Дамир подозрительно посмотрел на нее:
– Что?
– Я говорю, что все поняла, – поспешно ответила Аня, оправляя на бедрах платье. – Только ты распорядись, чтобы Леонид и Коля нас выпустили.
– Само собой. Деньги за тебя он пусть уплатит Леониду. Ясно? Только ты не сразу его срывай. Пусть еще посидит полчасика. Поняла? И вот еще что – обо всем информируй меня немедленно. Если что…

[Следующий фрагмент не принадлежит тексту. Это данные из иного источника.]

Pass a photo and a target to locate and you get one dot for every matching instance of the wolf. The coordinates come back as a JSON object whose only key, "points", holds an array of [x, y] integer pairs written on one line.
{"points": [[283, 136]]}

Аня кивнула и отошла, а Дамир, проводив ее пристальным взглядом, пробормотал:
– Ах, Анька, Анька… подставили тебя так, что придется тебя, наверно, это самое… пожертвовать, как… ладью. Жалко, конечно, но что делать?
* * *
Они вышли из «Аттилы», когда было уже около двух ночи. Выходя, Аня оглянулась: «Аттила» навис над ней, словно непомерно разросшаяся, залитая неоном и облепленная горящими провалами арочных окон фигура того свирепого гунна, по имени которого был назван ночной клуб. Леня Никифоров, не переставая трещать и именовать всех обитателей клуба «христопродавцами», «богохульниками» и почему-то «отрыжкой дьячка Повсикакия», поймал такси и сунул туда непрестанно вертящуюся голову:
– Добрось до «Белой горы», сын мой!
– Московский педераст тебе сын, – нелюбезно ответствовал таксист, а потом открыл заднюю дверь и сказал:
– Садись. Полтинничек с тебя будет.
– Полтинничек? И, может, еще бля… бля-агословение в Судный день? – присовокупил Леонид, споткнувшись все на том же злополучном слоге «бла», на котором он буксовал еще в «Аттиле». – Заскакивай, Анька.
Наконец-то запомнил, как ее зовут.
Машина тронулась и, развернувшись, поехала в сторону Волги.
– А п-почему московский педераст? – важно осведомился у водилы отец Никифор.
– Что?
– А почему ты сказал, что м-московский… ик!.. педераст мне сын?
Тот повернул к горе-священнослужителю невозмутимое лицо типичного шоферюги и произнес:
– Потому что в «Белую гору», в которую ты собрался, приехал московский пидорский балет. У меня девка туда сегодня пошла… смотреть, как мужики там жопами и прочими органами трясут.
– Как – трясут? – не понял Леня.
– Да так – скидывают всю одежду и перед носом всяких пидоров и оголтелых дур, которые пришли на них пялиться, трясут. Московское стрип-шоу, говорю тебе.
– А-а-а, – протянул Леня. – Наверно, богоугодное зрелище. Ни разу не видел. А, ну да. Слыхал. У нас певчий один, этакий сюмпумпусик, от которого голубизной за километр несет, говорил что-то такое.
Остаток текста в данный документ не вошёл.